Agriculture Minister says… “Disbursement of agricultural leases to be prioritised by production levels”
Senator the Honourable Clarence Rambharat, Minister of Agriculture, Land and Fisheries, says that in the granting of agricultural leases, special focus is being placed on those farmers who are in actual production.
The comments were made on Friday 28th September, 2018, during his Address at a ceremony held to distribute letters to farmers, conveying Cabinet approval for standard agricultural leases. The ceremony took place at the Chaguanas corporate headquarters of the Ministry of Agriculture, Land and Fisheries (MALF). Attending the event was the Permanent Secretary (MALF), Ms. Lydia Jacobs.
In making his point, Minister Rambharat said that while it was impossible to simply choose a particular file from the inexhaustible list because there was a process to be followed, there was a need for intervention in instances where land files may have been “buried” unnecessarily to the detriment of producing farmers. He said: “Since we want to focus on people who are actually in production, where there are files buried somewhere in the system for farmers who are in production and doing transactions with the Agricultural Development Bank for instance, I would really like us to pull those out and find them. We also have land matters that have legal complications which we will need to resolve so that we can deal with those files.”
The Minister was also keen to note that while MALF’s Land Management Division has made considerable progress in providing land tenure for farmers, the lease acquisition process was incumbent on the dedicated output of several entities including the: Ministry’s County Offices; Commissioner of State Lands; Office of the Chief State Solicitor as well as Cabinet. “A lot of people have to work together in order to get this process done; starting with the County Office and ending with the Cabinet. [Last] weekend for example, the Deputy Commissioner of State Lands came out and dealt with some of these land issues so we would have made some more progress. This is one of the reasons why I asked persons to come out today and receive these letters from me because therein lies a decision from Cabinet,” he said.
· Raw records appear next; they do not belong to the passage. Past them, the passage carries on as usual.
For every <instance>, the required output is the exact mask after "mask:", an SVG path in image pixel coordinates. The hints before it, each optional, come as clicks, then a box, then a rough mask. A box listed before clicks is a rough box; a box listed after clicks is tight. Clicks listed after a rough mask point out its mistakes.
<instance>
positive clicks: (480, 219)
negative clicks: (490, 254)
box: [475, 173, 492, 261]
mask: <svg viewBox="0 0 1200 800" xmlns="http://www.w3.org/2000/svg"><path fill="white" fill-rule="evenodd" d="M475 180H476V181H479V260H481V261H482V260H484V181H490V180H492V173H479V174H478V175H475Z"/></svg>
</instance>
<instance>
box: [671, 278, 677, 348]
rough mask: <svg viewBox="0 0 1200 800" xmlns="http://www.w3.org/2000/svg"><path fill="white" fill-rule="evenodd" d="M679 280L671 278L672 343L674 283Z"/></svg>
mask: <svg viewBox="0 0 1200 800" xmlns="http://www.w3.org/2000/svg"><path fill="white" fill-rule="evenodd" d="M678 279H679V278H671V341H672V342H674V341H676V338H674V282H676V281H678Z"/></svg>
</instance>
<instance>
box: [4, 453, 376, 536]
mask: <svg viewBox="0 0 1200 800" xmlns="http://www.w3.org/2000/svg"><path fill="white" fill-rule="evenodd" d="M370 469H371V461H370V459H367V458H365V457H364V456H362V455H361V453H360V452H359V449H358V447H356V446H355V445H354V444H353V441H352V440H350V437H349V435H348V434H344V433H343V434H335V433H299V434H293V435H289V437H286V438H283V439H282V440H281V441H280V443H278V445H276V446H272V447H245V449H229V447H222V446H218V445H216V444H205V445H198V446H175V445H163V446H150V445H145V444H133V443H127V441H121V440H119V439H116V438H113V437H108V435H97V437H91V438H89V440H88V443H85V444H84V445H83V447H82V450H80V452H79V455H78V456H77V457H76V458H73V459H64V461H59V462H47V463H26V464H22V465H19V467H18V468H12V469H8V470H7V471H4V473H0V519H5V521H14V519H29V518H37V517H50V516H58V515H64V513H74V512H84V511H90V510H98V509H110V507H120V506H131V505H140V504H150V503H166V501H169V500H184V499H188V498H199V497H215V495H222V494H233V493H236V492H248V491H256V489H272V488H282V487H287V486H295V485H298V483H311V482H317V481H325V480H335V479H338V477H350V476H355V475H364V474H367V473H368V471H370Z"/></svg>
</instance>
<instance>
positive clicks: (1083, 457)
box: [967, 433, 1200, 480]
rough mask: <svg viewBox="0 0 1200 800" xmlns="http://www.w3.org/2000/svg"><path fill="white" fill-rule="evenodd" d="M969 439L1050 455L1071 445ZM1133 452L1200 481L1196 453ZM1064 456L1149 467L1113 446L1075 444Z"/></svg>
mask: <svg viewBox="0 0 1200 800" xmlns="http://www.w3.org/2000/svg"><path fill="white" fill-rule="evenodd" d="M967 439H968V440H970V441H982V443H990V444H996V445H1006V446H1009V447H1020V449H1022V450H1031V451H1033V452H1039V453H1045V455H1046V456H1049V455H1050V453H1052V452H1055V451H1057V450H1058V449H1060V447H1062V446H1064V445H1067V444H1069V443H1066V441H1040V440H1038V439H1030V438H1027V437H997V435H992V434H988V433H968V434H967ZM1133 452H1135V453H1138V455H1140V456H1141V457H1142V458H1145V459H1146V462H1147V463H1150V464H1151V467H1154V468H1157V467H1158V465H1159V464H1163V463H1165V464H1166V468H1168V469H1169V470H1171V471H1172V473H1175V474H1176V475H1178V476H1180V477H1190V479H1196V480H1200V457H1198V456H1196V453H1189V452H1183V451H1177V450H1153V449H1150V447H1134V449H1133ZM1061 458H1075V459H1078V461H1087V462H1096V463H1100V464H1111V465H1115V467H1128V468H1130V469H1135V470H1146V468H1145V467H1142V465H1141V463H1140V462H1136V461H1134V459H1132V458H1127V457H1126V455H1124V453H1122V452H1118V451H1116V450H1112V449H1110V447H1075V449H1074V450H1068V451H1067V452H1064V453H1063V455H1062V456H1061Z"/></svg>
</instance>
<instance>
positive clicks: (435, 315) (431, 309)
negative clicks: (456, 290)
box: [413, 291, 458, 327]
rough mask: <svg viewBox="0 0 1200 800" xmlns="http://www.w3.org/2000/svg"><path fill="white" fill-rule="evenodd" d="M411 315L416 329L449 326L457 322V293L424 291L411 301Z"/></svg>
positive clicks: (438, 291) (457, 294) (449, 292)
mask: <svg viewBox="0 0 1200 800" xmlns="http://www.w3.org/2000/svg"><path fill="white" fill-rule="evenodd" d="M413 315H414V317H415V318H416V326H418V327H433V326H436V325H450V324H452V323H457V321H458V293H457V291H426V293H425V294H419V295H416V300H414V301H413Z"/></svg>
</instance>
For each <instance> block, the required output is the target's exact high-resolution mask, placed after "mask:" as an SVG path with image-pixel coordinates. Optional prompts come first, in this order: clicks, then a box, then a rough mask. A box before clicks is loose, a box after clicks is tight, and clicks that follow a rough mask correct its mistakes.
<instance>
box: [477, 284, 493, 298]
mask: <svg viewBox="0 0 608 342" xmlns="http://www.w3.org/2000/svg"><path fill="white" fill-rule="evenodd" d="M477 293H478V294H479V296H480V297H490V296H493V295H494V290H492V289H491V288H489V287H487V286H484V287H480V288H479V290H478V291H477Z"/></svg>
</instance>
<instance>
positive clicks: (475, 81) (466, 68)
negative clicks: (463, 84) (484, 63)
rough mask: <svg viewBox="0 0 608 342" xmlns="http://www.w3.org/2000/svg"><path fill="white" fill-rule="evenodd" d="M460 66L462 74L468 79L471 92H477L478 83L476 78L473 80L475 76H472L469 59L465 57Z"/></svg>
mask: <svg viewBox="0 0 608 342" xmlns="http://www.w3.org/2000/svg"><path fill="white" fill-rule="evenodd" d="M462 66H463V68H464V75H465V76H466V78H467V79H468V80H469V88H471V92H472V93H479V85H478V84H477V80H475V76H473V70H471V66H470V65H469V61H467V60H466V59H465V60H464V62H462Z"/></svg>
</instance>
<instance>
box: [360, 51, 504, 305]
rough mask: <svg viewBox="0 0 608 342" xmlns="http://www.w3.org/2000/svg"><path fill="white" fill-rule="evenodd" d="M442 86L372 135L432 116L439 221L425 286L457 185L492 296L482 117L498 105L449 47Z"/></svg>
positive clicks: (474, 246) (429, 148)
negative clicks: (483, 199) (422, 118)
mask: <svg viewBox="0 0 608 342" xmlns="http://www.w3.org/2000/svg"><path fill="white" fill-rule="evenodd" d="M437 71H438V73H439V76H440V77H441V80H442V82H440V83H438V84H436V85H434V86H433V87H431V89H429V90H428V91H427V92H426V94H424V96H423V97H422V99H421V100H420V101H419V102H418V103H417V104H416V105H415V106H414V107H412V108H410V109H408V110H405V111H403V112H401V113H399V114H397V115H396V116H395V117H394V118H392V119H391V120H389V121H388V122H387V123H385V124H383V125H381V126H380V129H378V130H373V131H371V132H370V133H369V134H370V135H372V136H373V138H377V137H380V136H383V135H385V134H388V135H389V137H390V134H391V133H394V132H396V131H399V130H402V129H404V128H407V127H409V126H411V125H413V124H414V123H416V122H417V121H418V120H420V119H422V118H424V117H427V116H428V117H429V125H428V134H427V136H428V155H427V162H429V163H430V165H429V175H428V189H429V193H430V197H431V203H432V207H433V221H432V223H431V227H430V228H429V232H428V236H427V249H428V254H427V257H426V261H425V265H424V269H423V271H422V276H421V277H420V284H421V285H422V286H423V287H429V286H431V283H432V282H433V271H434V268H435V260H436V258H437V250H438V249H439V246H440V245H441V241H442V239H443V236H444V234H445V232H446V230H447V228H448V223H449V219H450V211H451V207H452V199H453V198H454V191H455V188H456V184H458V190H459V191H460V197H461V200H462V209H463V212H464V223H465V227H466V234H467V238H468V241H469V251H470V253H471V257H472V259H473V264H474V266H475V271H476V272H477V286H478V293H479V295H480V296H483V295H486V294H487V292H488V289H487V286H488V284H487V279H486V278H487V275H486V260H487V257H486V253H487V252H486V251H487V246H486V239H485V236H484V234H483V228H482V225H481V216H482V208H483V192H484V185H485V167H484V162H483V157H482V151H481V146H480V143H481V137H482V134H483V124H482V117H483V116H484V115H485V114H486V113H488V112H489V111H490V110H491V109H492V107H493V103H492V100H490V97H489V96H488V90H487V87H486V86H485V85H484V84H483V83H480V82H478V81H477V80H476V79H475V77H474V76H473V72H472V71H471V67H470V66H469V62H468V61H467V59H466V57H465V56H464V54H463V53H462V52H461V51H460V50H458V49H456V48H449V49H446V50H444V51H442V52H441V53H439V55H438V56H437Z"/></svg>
Minister Rambharat accounted for the frustration of several farmers who – despite receiving Cabinet approval for agricultural leases since the 1990’s – were never in receipt of their leases because of poor administration, inordinate delays and other administrative errors which took far too long to be expedited and corrected. Such were among some of the discrepancies and omissions which he sought to address on the part of Cabinet via letter distribution exercises like these. He explained: “I am responsible for ensuring that you get your letter of offer from the Commissioner of State Lands, and that the necessary instructions go to the Chief State Solicitor. Of course you will not have a lease prepared unless you have either a survey plan that is usable or a new survey plan and we have to make sure that these things are done so that you will eventually get your lease, and not just a letter which says that we’re in the process of preparing said lease.”